[2b2k][everythingismisc]”Big data for books”: Harvard puts metadata for 12M library items into the public domain
(Here’s a version of the text of a submission I just made to BoingBong through their “Submitterator”)
Harvard University has today put into the public domain (CC0) full bibliographic information about virtually all the 12M works in its 73 libraries. This is (I believe) the largest and most comprehensive such contribution. The metadata, in the standard MARC21 format, is available for bulk download from Harvard. The University also provided the data to the Digital Public Library of America’s prototype platform for programmatic access via an API. The aim is to make rich data about this cultural heritage openly available to the Web ecosystem so that developers can innovate, and so that other sites can draw upon it.
This is part of Harvard’s new Open Metadata policy which is VERY COOL.
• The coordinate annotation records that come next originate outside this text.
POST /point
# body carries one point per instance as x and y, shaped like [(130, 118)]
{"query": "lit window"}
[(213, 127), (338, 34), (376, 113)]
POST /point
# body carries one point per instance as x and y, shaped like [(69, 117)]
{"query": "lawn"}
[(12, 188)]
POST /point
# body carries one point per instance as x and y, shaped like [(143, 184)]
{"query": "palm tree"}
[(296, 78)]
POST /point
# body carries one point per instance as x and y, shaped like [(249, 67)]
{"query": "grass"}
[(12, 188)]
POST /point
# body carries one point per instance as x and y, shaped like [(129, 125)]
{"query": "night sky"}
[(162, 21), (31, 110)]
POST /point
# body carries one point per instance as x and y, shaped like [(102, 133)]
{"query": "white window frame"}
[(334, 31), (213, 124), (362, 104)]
Speaking for myself (see disclosure), I think this is a big deal. Library metadata has been jammed up by licenses and fear. Not only does this make accessible a very high percentage of the most consulted library items, I hope it will help break the floodgates.
(Disclosures: 1. I work in the Harvard Library and have been a very minor player in this process. The credit goes to the Harvard Library’s leaders and the Office of Scholarly Communication, who made this happen. Also: Robin Wendler. (next day:) Also, John Palfrey who initiated this entire thing. 2. I am the interim head of the DPLA prototype platform development team. So, yeah, I’m conflicted out the wazoo on this. But my wazoo and all the rest of me is very very happy today.)
Finally, note that Harvard asks that you respect community norms, including attributing the source of the metadata as appropriate. This holds as well for the data that comes from the OCLC, which is a valuable part of this collection.